Niskin bottle (right)

 As described above. During fieldwork on the pontoon, a Niskin Bottle was used to take water samples at the surface and at the bottom of the water column for hourly intervals to measure fluorescence and conversion to chlorophyll concentration for comparison with the values from the YSI Probe.

YSI (650 MDS) Probe (right)

 A YSI Probe is a multi-parameter probe that simultaneously measures conductivity (salinity), temperature, depth, pH, turbidity, oxygen saturation, and chlorophyll concentration. It was used for fieldwork on the Pontoon to measure physical and chemical changes in the estuary every metre in depth during a tidal cycle.

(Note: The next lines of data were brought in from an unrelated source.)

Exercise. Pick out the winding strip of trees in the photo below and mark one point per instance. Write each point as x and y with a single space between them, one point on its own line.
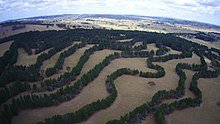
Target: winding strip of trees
102 39
86 111
60 61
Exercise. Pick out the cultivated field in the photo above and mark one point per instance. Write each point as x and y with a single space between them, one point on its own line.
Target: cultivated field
92 65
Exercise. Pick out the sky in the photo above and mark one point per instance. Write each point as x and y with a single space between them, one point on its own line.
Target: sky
198 10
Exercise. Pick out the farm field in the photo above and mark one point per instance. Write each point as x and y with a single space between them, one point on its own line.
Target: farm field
100 76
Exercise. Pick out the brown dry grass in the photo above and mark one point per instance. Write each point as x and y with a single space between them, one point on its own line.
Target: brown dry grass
25 59
133 91
6 31
95 90
208 44
207 113
4 47
71 61
51 62
125 40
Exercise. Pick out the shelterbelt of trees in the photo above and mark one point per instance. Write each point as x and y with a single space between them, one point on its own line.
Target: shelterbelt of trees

Current meter (Valeport F66D) (right)

 A current meter is a device that is able to provide direct measurements for current velocity and direction, through the use of two pairs of titanium electrodes located symmetrically on the equator of the sensor, while an internal flux-gate compass provides heading direction.  During fieldwork on the Pontoon, the current meter was deployed to measure direction and velocity of water running past the pontoon.

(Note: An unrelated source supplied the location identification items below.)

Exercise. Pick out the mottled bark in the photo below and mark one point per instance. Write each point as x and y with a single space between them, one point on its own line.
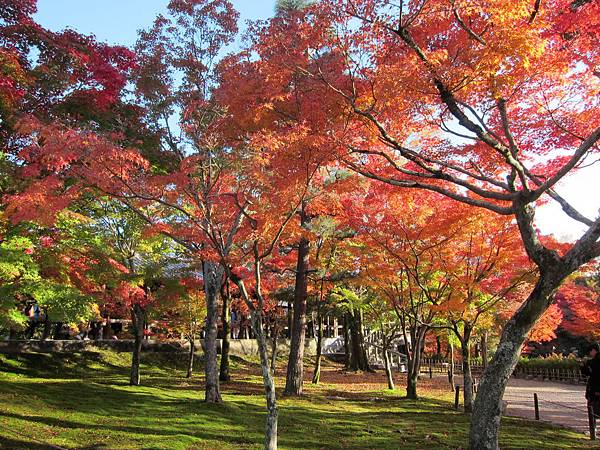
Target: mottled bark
487 408
137 320
213 277
295 368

Li – 1400 Data logger (right)

 A data logger fitted with a photosynthetic active radiation (PAR) sensor was used to measure the PAR at every metre in depth and the corresponding value at the surface for comparison during fieldwork on the Pontoon.

Results (back to top of Pontoon Sampling/webpage)

Temperature

 Figure 27 shows a contour plot of temperature values collected on the pontoon by the King Harry Ferry on the Fal Estuary. Temperature values were highest at low tide times with warmer surface waters and cooler, denser waters at depth. However, during high tide there is evidence of a well mixed water column which is in the magnitude of a degree cooler due to seawater inputs. The contour plot suggests water introduced by the river is warmer than seawater inputs.

Salinity

 Figure 28 shows a contour plot of salinity values collected on the pontoon by the King Harry Ferry on the Fal Estuary. Low water was at 7:38 BST, which is reflected in the plot from 9:00 to 11:00 BST where relative riverine input of water into the estuary is high and therefore lower salinities were measured in surface waters as it is of lower density and float on top of the higher density seawater underneath.  As high tide was reached at 13:38 BST, salinity values increased as there is a higher relative input of seawater. The highest value recorded was at 12:45 of 34, this was maintained until the tide turned. There is also less vertical stratification as the tide mixes the water column. As the tide ebbed salinities decreased and stratification started to occur.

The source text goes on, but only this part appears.